Yemek sonrası soba başında annesi
meyve soyuyordu. Elif kabukları alıp soba kapağına yaymıştı. “Mis gibi
kokacak.” Babası odaya yayılan kavrulmuş kabuk kokusunu derin derin içine
çekti. Eşinin uzattığı meyve tabağından bir dilim portakal aldı. “Bir de
kestane olsaydı. Aklımdaydı kızım ama unutmuşum.” Elif ders kitaplarını
çıkartırken babası kanepeye kıvrıldı. Annesi başının altına yastık koyup
battaniye örttü. Elif kitaplarını toparladı. “Siz yatın. Odama geçerim.” Annesi
ısrarla “Işık açık uyuruz,” dese de dinletemedi. Babası üzgün “Hasta olacak,”
diye dertlendi. Annesi ışığı söndürdü. “Sadece odası soğuk değil. Lavaboda buz
gibi.”
Okul çıkışı hava yeni yeni
kararıyordu. Servisler sokak aralarından ana caddeye çıkarken Elif ve
arkadaşları çarşıya doğru yöneldiler. Sohbet; dedikodular, sınavda çıkabilecek
sorular arasında gidip gelirken Elif kısık kısık öksürdü.“Üşütmüşsün,” diyen
arkadaşına diğeri “Nasıl üşütmesin yattığı oda da soba yok,” diye cevap verdi.
Elif mahcup bir tavırla “Sorun değil,” diyerek arkadaşlarının kollarına girdi.
“Pazara uğrayalım mı, kestane alacağım. Kebap var bu akşam.” Arkadaşı “Yeme de
yanında yat valla,” derken üst geçide yürüdüler.

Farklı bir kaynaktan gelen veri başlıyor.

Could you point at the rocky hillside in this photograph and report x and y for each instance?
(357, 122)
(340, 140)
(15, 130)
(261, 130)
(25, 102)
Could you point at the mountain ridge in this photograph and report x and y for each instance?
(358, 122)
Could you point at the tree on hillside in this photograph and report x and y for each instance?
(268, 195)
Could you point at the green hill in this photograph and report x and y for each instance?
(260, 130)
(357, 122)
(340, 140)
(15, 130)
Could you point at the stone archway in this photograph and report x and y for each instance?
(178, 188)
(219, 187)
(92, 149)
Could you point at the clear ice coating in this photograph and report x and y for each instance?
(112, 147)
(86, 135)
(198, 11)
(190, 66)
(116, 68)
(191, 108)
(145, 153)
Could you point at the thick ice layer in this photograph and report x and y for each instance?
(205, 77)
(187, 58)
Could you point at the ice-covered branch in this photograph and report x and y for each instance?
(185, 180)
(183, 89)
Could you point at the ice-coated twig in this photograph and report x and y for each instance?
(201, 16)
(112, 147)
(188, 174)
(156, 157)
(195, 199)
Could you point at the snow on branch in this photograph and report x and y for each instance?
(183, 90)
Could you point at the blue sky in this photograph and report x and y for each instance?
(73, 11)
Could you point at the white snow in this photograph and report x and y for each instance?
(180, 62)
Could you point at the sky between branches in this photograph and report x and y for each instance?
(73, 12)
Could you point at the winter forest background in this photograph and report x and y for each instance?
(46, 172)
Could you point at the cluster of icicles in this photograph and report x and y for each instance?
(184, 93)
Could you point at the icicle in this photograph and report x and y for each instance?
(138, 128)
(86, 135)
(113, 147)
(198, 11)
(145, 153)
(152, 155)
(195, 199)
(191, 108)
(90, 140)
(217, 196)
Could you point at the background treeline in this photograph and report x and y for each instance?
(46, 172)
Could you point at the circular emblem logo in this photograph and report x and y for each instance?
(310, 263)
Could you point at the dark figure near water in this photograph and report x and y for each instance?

Pazaryerinde tezgâhlar, fiyatlar yarı
yarıya düşünce kuşatılmıştı. Aralardan geçip kestaneciye ulaştılar. Farklı
çuvallardaki kestaneleri anlarmış gibi incelerlerken şakalaşıyorlardı. Satıcı
durumdan sıkılıp “Kardeşim, şunu tavsiye ederim,” diye öndeki çuvalı işaret
etti. Elif utanarak “Yarım kilo,” diyebildi. Satıcının yüzünden miktarı
beğenmediğini anlayınca para üstünü istemeye çekindi. “Artanıyla da fındık verir
misiniz?” Arkadaşı “Kızımm! Para üstünü neden istemedin?” diye sordu. “Annem
sever.” Poşeti alıp çantasına sokuşturdu.
Alışveriş sonrası birlikte fazla
yürümeden ayrıldılar. Elif sokakları
hızlı adımlarla aştı. Yarın ki sınava çalışmaya başlamadan önce aldıklarını
kavurmayı planlıyordu. Şöyle mi, böyle mi yapsam derken eve geldiğini fark
etmedi. Zili çaldı. Açan olmayınca sırt çantasını indirdi. Anahtarlarını
aramaya koyuldu. Kurcalamadık köşe bırakmadı. “Nerdesiniz!” diye söylenecekken
kapı açıldı. Annesi kocaman bir gülümsemeyle “Babanın sürprizi var,” diye
müjdeyi verdi. Salona yöneldiler. Çantası bir elinde poşet diğerinde, içeri
girerken çıkartıyordu ki babası doğalgaz peteğini sevinçle gösterdi. Elif dona
kaldı. Annesi merakla “Kızım, çantanda ne var? Yapıştın.” diye sıkıştırınca
çaktırmadan poşeti bırakıp elini yavaşça çıkardı. “Anahtarlar.”